The health watchdog the Care Quality Commission (CQC) said the tendency of carers at Brackenley residential home in Harrogate to use the affectionate terms, which are particularly common in Yorkshire, could be construed as “demeaning and patronising”.

A CQC report acknowledged that residents described staff as “very nice” and said it had a “homely ambiance” but singled out the use of affectionate terms as one of the reasons behind the overall “requires improvement” grading.

Management expressed surprise and insisted they would not ban the practice because they believe residents – who include elderly people and adults with learning disabilities or mental health issues - prefer it.

One expert on Yorkshire dialect condemned the CQC’s decision as the latest example of a linguistic “tyranny” attempting to suppress a long-standing and distinctive way of speaking out of a misguided idea that people would be upset.

A section of the CQC report on Brackenley assessing whether the home was “caring” quoted residents praising staff but added: “However, throughout our visit we heard staff using terms such as ‘sweetie’, ‘darling’, ‘handsome’ and ‘love’ when speaking to and about people who used the service.

“Although the language was meant to be friendly it could be regarded as demeaning and patronising.”

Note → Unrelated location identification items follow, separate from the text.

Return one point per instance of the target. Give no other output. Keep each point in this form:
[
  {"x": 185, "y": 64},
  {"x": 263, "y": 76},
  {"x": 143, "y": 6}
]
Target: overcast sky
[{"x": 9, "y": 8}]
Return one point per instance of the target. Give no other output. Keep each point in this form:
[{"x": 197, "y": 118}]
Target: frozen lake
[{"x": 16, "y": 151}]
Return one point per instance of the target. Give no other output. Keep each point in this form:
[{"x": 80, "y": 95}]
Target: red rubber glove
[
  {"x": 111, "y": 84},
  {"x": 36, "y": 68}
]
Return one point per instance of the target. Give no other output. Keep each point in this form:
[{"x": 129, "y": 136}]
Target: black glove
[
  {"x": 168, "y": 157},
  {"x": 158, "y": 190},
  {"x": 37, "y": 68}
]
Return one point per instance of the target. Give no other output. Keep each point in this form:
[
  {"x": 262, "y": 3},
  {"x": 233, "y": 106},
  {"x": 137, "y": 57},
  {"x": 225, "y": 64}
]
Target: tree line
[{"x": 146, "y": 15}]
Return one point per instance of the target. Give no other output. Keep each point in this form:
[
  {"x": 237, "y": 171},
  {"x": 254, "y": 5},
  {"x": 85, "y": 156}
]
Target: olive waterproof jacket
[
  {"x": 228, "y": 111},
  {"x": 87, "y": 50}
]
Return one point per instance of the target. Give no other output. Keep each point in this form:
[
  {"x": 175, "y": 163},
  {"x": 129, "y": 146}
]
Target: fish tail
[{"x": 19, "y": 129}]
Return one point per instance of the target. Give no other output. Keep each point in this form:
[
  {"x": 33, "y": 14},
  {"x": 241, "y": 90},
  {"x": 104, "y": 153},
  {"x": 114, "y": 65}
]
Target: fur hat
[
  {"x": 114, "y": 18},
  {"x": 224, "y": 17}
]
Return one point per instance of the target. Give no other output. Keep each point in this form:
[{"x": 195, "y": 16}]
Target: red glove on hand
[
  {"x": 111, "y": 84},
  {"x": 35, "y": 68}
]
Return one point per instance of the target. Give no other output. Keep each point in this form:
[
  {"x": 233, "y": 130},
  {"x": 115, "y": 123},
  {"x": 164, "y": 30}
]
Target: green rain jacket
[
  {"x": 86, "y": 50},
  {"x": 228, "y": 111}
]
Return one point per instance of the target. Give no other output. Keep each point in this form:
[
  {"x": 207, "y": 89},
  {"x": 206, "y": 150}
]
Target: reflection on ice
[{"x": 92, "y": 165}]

Stephanie Kirkman Meikle, chief executive of Harrogate Skills 4 Living, which runs Brackenley, said staff at the home had been surprised the CQC had made an issue of the practice adding that people had requested certain terms and nicknames which were even written into their care plans.

"At our next inspection we won't be changing these terms of endearment and we will discuss it with the inspectors and show them that this is what our residents want,” she said.

“It wasn't something the inspectors discussed with us at the time of the inspection so it surprised us when it came out in the report.

“I think people would think they would rather have their mum or auntie, for example, in a place where they are loved.”